Respons netizen terhadap video ini sangat positif. Banyak komentar yang menyampaikan apresiasi terhadap cara anak tersebut belajar dan keterlibatan keluarganya. Beberapa komentar menyebutkan bahwa AI bisa menjadi alat yang hebat jika digunakan oleh orang yang tepat. Tante dari anak tersebut juga menyampaikan harapan bahwa anak itu bisa mengakses pendidikan sesuai minatnya, meskipun usianya belum memenuhi syarat. Video ini tidak hanya menarik karena keunikan, tetapi juga membuka diskusi mendalam tentang potensi anak Indonesia yang sering kali terabaikan.
Kreativitas seperti ini bukanlah hal baru bagi budaya kita. Anak-anak Indonesia memiliki warisan kecerdasan kreatif yang tumbuh dari permainan tradisional. Sejak kecil, banyak anak membuat mobil-mobilan dari kulit jeruk Bali, layang-layang dari kertas semen, congklak dari lubang tanah, atau wayang dari kardus bekas. Permainan ini bukan hanya untuk hiburan, tetapi juga menjadi sarana belajar yang alami.
Permainan tradisional mengajarkan logika ruang, relasi sebab-akibat, strategi, prediksi gerak, problem solving, dan kesabaran. Semua konsep ini dibungkus dalam budaya yang kaya akan makna. Kini, dengan bantuan teknologi, permainan tradisional bisa menjadi jembatan menuju computational thinking.
Peran AI dalam Pendidikan Indonesia
Anak-anak generasi saat ini melakukan hal yang sama seperti generasi sebelumnya, tetapi dengan bantuan AI. Kardus tetap kardus, bambu tetap bambu, tetapi kini semuanya terhubung ke komputer, internet, dan mesin tanya berbasis AI. Permainan tetap permainan, tetapi kini menjadi jembatan menuju pemikiran komputasional. Di titik inilah kearifan lokal dan teknologi bertemu.
Dari perspektif ethno-pedagogic coding, aktivitas budaya dilihat sebagai fondasi berpikir komputasional. Ketika anak membuat mainan dari kardus atau bambu, ia sedang melakukan sequencing, debugging, pattern recognition, dan design thinking—konsep yang kini dikemas dalam materi digital literacy.
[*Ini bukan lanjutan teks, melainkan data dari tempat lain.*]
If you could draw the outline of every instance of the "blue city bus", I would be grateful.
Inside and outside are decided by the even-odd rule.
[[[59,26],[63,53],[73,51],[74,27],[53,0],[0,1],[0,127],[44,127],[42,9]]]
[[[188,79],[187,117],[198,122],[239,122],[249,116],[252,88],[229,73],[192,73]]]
AI tidak merusak tradisi ini; justru, bila diarahkan dengan benar, AI dapat memperkuat tradisi berpikir kritis dan kreatif tersebut.
Anak dalam video tersebut sesungguhnya mempraktikkan maker culture, deep learning, dan human-AI collaboration—konsep-konsep yang sering dibahas dalam seminar pendidikan. Bedanya, ia melakukannya di dapur rumahnya, dipandu oleh keluarga yang penuh cinta. Bukankah ini esensi pendidikan humanistik?
Masa Depan Pendidikan yang Lebih Baik
Deep learning dalam konteks anak Indonesia adalah proses belajar yang menyentuh pengalaman manusia secara mendalam. Permainan tradisional seperti engklek, congklak, atau merakit mainan mengajarkan koordinasi motorik, strategi spasial, prediksi langkah, manajemen sumber daya, hingga rekayasa sederhana. Ketika permainan itu dipadukan dengan teknologi, lahirlah pembelajaran era baru—tetap humanis, tetapi kini berkelindan dengan AI. Perpaduan ini membuka ruang bagi pendidikan yang lebih bermakna tanpa kehilangan akar budaya.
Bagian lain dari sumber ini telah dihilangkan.